Finance expenses comprise interest expense on borrowings, unwinding of
discount on provisions, changes in the fair value of financial assets at fair value
through profit or loss and impairment losses recognised on financial assets
(except for trade receivables).
e) Grant expenditure
Grants are those grants awarded if the grant application meets the specified
criteria and are recognised as expenditure when an application that meets the
specified criteria for the grant has been approved by the Board and the approval
has been communicated to the applicant.
Grants under $50,000 are recognised as expenditure when they become payable
unless there is an obligation in the deed of fund for multiple year payments.

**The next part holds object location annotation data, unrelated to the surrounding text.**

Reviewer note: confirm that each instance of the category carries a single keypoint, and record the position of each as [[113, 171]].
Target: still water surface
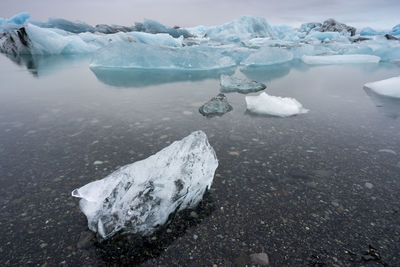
[[318, 188]]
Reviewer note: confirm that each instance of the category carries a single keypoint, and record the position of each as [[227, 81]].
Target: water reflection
[[387, 105], [143, 78], [39, 65]]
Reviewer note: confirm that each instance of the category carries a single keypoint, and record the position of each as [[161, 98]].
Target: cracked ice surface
[[247, 41], [139, 197]]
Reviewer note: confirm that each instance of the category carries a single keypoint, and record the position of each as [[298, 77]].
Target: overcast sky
[[379, 14]]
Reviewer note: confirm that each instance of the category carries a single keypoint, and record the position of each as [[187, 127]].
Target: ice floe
[[265, 104], [217, 106], [139, 197], [240, 85], [340, 59], [247, 41], [388, 87]]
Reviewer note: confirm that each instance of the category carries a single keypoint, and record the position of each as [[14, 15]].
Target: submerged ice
[[340, 59], [265, 104], [243, 86], [217, 106], [247, 41], [388, 87], [139, 197]]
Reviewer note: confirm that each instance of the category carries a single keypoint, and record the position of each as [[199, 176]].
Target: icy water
[[322, 188]]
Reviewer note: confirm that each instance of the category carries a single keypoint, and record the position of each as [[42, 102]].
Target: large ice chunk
[[151, 26], [395, 30], [244, 28], [139, 56], [268, 56], [265, 104], [13, 22], [243, 86], [66, 25], [340, 59], [389, 87], [332, 25], [139, 197]]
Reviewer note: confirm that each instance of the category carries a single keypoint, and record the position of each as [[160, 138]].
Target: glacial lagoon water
[[313, 189]]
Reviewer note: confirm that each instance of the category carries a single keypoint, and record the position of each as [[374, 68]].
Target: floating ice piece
[[139, 56], [218, 105], [151, 26], [160, 39], [244, 28], [326, 36], [145, 77], [65, 25], [340, 59], [395, 30], [274, 105], [13, 22], [139, 197], [368, 31], [243, 86], [268, 56], [332, 25], [307, 27], [389, 87]]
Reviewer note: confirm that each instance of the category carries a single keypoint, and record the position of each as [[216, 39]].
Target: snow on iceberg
[[139, 56], [265, 104], [151, 26], [243, 86], [217, 106], [389, 87], [139, 197], [268, 56], [395, 30], [340, 59], [244, 28], [13, 22]]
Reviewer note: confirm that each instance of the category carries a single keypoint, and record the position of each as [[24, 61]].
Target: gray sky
[[379, 14]]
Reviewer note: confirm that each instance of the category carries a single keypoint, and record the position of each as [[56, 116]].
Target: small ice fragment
[[389, 87], [386, 150], [218, 105], [340, 59], [139, 197], [243, 86], [274, 105], [369, 185]]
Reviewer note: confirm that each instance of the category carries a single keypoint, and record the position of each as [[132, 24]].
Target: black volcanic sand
[[318, 189]]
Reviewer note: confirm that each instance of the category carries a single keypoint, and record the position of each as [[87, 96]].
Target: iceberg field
[[243, 86], [139, 197], [265, 104], [340, 59], [247, 41], [140, 56], [389, 87]]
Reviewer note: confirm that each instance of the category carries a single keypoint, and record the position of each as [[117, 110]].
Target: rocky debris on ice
[[140, 197], [265, 104], [243, 86], [218, 105], [388, 87]]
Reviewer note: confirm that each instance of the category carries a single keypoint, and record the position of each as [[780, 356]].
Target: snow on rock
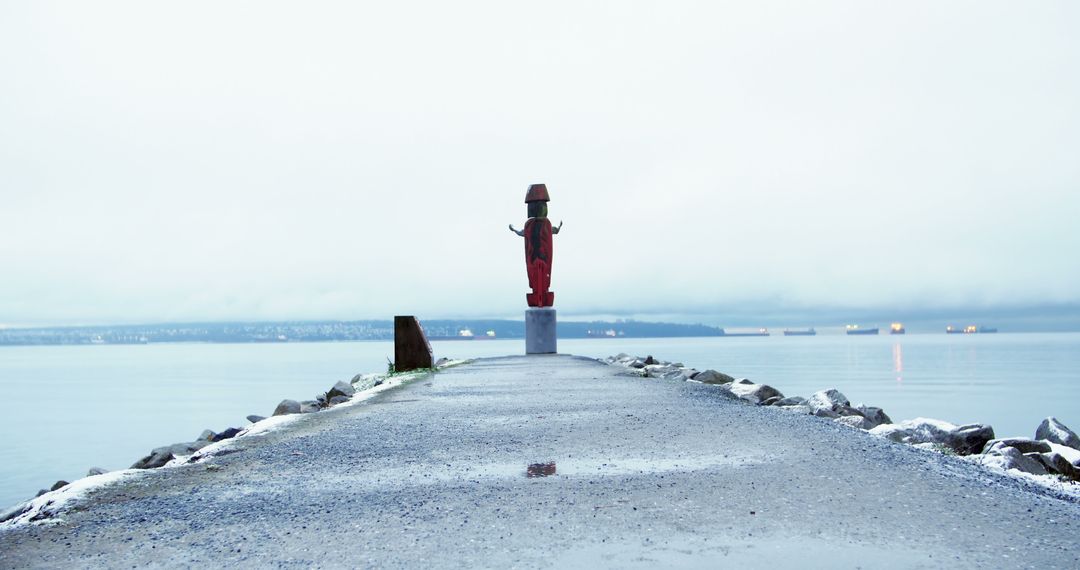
[[963, 439], [286, 407], [1023, 444], [713, 377], [827, 402], [854, 421], [753, 393], [1056, 432], [51, 503]]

Where there are multiple year payments these have been recognised in
provisions.
Grants over $50,000 are not recognised as expenditure until milestone reporting
is received. Grants that are not recognised are recorded as contingent liabilities.
f) Property, plant and equipment
Property, plant, and equipment consists of the following asset classes:
office equipment. The assets classes are measured at cost, less accumulated
depreciation and impairment losses.
Additions
The cost of an item of property, plant, and equipment is recognised as an asset
only when it is probable that future economic benefits or service potential
associated with the item will flow to the Trust and the cost of the item can be
measured reliably.
In most instances, an item of property, plant, and equipment is initially
recognised at its cost. Where an asset is acquired at no cost, or for a nominal cost,
it is recognised at its fair value as at the date of acquisition.
Disposals
Gains and losses on disposals are determined by comparing the proceeds with
the carrying amount of the asset. Gains and losses on disposals are reported net
in the surplus or deficit. When revalued assets are sold, the amounts included in
revaluation reserves in respect of those assets are transferred to general funds.
Subsequent costs
Costs incurred subsequent to initial acquisition are capitalised only when it is
probable that future economic benefits or service potential associated with the
item will flow to the Trust and the cost of the item can be measured reliably.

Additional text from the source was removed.